A video released online shows a Jordanian pilot captured by the Islamic State extremist group in Syria last month being burned to death by his captors following a week-long hostage drama.
The footage was released on militant websites and bore the logo of the extremist group's al-Furqan media service. The 20-minute-long video featured the slick production and graphics used in previous videos released by the group.
Lt. Muath al-Kaseasbeh (26) fell into the hands of the militants in December when his Jordanian F-16 crashed near Raqqa, Syria, the de-facto capital of the group's self-styled caliphate.
He was the first pilot from the US-led coalition battling the group to be captured.
At a tribal meeting place where the pilot's relatives have waited for weeks for word on his fate, chants against Jordan's King Abdullah II erupted and some family members wept.
An uncle shouted in Arabic: "I received a phone call from the chief of staff saying 'God bless his soul'."
The pilot's father, Safi, was surrounded by family members.
Jordan later confirmed the death and vowed "punishment and revenge".
"The military forces announce that the hero pilot, Muath al-Kaseasbeh, has fallen as a martyr, and ask God to accept him with the martyrs," armed forced spokesman Mamdouh al-Ameri said in a statement read on Jordanian TV.
"While the military forces mourn the martyr, they emphasise his blood will not be shed in vain. Our punishment and revenge will be as huge as the loss of the Jordanians."
President Barack Obama said that the video was more evidence of the group's "viciousness and barbarity".
He said it would "redouble the vigilance and determination on the part of our global coalition to make sure they are degraded and ultimately defeated."

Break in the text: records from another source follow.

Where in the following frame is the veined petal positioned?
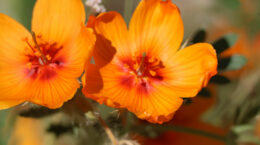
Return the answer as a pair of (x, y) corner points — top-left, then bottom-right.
(1, 1), (95, 110)
(58, 26), (96, 77)
(162, 43), (217, 98)
(94, 12), (131, 57)
(29, 74), (80, 109)
(83, 59), (183, 124)
(28, 26), (96, 109)
(0, 14), (32, 108)
(83, 0), (217, 124)
(32, 0), (85, 45)
(83, 59), (133, 107)
(0, 100), (24, 110)
(0, 13), (31, 64)
(134, 84), (183, 124)
(129, 0), (184, 60)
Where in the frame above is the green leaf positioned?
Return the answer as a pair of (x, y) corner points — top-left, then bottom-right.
(213, 33), (238, 55)
(218, 56), (231, 70)
(224, 54), (247, 71)
(213, 38), (229, 54)
(210, 75), (231, 84)
(225, 33), (239, 47)
(191, 29), (207, 44)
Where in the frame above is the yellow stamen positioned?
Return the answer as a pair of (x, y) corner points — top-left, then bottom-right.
(149, 57), (155, 63)
(133, 63), (139, 70)
(149, 70), (156, 76)
(123, 63), (129, 69)
(129, 71), (135, 75)
(26, 62), (32, 69)
(136, 52), (146, 76)
(46, 54), (51, 61)
(34, 51), (41, 57)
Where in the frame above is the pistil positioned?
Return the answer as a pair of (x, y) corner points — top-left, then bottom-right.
(31, 32), (48, 65)
(137, 52), (146, 76)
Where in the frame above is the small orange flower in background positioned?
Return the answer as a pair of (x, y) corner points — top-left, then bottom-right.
(0, 0), (95, 109)
(83, 0), (218, 124)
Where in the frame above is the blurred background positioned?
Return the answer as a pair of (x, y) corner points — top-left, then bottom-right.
(0, 0), (260, 145)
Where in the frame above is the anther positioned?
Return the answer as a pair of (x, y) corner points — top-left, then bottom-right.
(136, 52), (146, 76)
(46, 54), (52, 61)
(148, 57), (155, 63)
(123, 64), (129, 69)
(133, 63), (139, 70)
(26, 62), (32, 69)
(129, 71), (135, 75)
(34, 51), (41, 57)
(149, 70), (156, 76)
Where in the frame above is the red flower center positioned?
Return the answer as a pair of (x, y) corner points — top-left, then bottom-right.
(119, 53), (165, 94)
(23, 34), (64, 80)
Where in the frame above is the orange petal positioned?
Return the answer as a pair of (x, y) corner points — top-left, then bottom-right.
(82, 33), (117, 95)
(82, 63), (103, 94)
(32, 0), (85, 45)
(131, 84), (183, 124)
(28, 26), (96, 109)
(0, 14), (32, 109)
(83, 59), (183, 124)
(59, 26), (96, 78)
(129, 0), (183, 59)
(161, 43), (217, 98)
(83, 59), (131, 107)
(0, 100), (24, 110)
(28, 74), (80, 109)
(86, 15), (97, 28)
(0, 13), (31, 64)
(94, 12), (131, 57)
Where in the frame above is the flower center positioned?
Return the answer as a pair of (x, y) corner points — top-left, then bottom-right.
(23, 33), (64, 80)
(123, 53), (164, 81)
(120, 53), (165, 94)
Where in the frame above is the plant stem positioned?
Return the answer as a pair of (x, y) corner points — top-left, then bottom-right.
(165, 125), (226, 141)
(135, 124), (227, 142)
(97, 115), (118, 145)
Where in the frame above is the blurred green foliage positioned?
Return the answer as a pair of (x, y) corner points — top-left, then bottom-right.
(0, 110), (8, 145)
(0, 0), (35, 29)
(219, 0), (240, 10)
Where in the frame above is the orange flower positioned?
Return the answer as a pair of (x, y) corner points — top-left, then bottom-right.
(0, 0), (95, 109)
(83, 0), (217, 124)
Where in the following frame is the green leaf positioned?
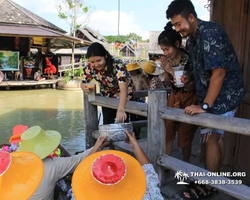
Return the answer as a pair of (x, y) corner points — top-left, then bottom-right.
(83, 6), (88, 13)
(58, 12), (68, 19)
(75, 24), (81, 29)
(67, 0), (74, 9)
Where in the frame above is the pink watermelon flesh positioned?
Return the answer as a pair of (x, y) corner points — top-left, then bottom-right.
(0, 152), (11, 176)
(92, 154), (126, 184)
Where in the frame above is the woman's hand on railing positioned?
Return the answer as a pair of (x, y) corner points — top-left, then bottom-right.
(81, 82), (90, 95)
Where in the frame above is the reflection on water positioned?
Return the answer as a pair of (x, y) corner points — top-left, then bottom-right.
(0, 89), (86, 154)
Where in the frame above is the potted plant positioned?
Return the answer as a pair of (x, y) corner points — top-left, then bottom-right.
(58, 67), (83, 90)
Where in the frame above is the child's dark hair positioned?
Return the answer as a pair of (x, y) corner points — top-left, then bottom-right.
(166, 0), (197, 20)
(86, 42), (113, 75)
(147, 74), (157, 81)
(158, 22), (182, 47)
(134, 69), (142, 74)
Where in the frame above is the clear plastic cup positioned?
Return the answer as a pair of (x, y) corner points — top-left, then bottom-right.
(85, 82), (96, 101)
(85, 82), (96, 93)
(85, 83), (96, 101)
(173, 66), (184, 88)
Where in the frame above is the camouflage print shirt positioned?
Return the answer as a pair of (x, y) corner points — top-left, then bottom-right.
(81, 58), (135, 100)
(186, 19), (245, 114)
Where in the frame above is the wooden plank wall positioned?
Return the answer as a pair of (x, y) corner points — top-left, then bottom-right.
(210, 0), (247, 166)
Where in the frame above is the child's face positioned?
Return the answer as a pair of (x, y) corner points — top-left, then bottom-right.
(129, 70), (137, 76)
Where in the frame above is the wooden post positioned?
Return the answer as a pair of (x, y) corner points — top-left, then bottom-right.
(83, 91), (98, 149)
(147, 90), (167, 186)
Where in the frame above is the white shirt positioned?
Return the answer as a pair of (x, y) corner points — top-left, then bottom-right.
(34, 72), (41, 80)
(142, 163), (164, 200)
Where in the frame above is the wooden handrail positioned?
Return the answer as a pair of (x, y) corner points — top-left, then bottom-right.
(58, 62), (83, 72)
(90, 95), (148, 117)
(59, 62), (82, 68)
(160, 107), (250, 136)
(90, 95), (250, 136)
(158, 154), (250, 200)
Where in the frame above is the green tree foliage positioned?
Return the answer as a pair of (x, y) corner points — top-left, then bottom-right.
(104, 33), (149, 44)
(104, 35), (130, 43)
(127, 33), (142, 42)
(57, 0), (91, 35)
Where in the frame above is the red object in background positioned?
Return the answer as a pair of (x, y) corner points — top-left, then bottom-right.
(44, 56), (57, 74)
(91, 154), (126, 185)
(25, 68), (32, 78)
(9, 125), (29, 144)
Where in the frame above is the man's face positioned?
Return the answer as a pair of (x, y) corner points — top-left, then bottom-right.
(170, 14), (194, 38)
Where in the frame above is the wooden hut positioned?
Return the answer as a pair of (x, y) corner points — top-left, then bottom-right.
(0, 0), (90, 80)
(119, 43), (136, 57)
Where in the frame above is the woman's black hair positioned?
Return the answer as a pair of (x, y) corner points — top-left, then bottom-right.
(86, 42), (114, 75)
(158, 22), (182, 48)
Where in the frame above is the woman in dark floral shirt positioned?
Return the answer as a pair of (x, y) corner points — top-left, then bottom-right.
(158, 22), (198, 163)
(81, 42), (135, 124)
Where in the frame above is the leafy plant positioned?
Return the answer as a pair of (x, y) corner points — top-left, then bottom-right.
(63, 67), (83, 83)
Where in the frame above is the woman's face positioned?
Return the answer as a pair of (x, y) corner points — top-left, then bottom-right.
(159, 44), (178, 60)
(88, 56), (106, 71)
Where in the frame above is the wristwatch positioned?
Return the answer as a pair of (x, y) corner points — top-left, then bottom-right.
(201, 103), (209, 111)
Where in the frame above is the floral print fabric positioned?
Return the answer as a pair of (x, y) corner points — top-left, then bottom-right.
(186, 19), (245, 114)
(81, 58), (135, 100)
(149, 77), (166, 90)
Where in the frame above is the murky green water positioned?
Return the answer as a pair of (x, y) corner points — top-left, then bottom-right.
(0, 89), (86, 154)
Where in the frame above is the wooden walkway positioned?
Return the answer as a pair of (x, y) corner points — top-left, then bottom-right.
(160, 132), (237, 200)
(0, 80), (58, 90)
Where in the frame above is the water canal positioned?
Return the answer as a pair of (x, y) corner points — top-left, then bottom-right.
(0, 88), (87, 154)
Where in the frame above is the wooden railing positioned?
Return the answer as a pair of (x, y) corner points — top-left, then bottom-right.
(58, 63), (83, 77)
(83, 89), (250, 200)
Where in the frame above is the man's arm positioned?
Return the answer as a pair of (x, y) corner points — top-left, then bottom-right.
(184, 68), (226, 115)
(203, 68), (226, 107)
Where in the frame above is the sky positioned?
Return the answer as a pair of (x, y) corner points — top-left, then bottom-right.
(12, 0), (210, 40)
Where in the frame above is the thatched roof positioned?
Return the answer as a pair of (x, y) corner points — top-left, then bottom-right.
(0, 0), (66, 33)
(75, 26), (108, 47)
(119, 43), (136, 54)
(0, 0), (91, 48)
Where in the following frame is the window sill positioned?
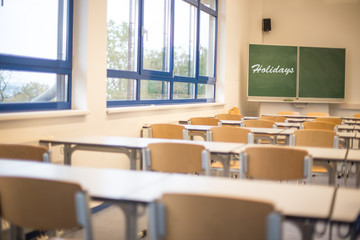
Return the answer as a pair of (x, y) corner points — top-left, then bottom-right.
(107, 102), (225, 114)
(0, 109), (89, 122)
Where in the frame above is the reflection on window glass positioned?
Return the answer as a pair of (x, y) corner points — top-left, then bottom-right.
(107, 0), (139, 71)
(197, 83), (214, 99)
(199, 11), (216, 77)
(107, 78), (136, 100)
(0, 70), (68, 103)
(173, 82), (195, 99)
(0, 0), (68, 60)
(201, 0), (216, 10)
(140, 80), (170, 100)
(174, 0), (197, 77)
(143, 0), (171, 72)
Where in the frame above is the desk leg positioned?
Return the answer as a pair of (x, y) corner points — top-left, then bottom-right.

It indicated that "whatever ideology they are operating out of is bankrupt".
British Prime Minister David Cameron condemned the "sickening murder" and said the barbaric act would "only strengthen" the resolve of the international community to defeat the militants.
The latest video emerged three days after Japanese journalist Kenji Goto was beheaded by the militants. The fate of the two captives had been linked but a video of Goto's purported killing released on Saturday made no mention of the pilot.
An audio message last week, also purportedly from the Islamic State group, only said the pilot would be killed if an al-Qa'ida prisoner was not released on Thursday.
Following militant demands, Jordan's government had said it was willing to trade the prisoner, Sajida al-Rishawim, for the pilot, but that it wanted proof of life first.
Al-Rishawi faces death in Jordan for her role in triple 2005 hotel bombings that killed 60 people. A scroll on Jordan TV said that the pilot was killed on January 3, raising questions over whether any of the hostage negotiations were sincere.
The video included images of the pilot showing signs of having been beaten, including a black eye.
At the end of the video he is shown wearing an orange jumpsuit and standing in an outdoor cage. A masked militant lights a line of fuel leading to the cage.
The video also threatened other purported Jordanian pilots.
The Islamic State extremist group, which controls around a third of Syria and neighboring Iraq, has issued a series of grisly videos showing the killing of captives, including two American journalists, an American aid worker and two British aid workers.
Yesterday's was the first to show a captive being burned alive.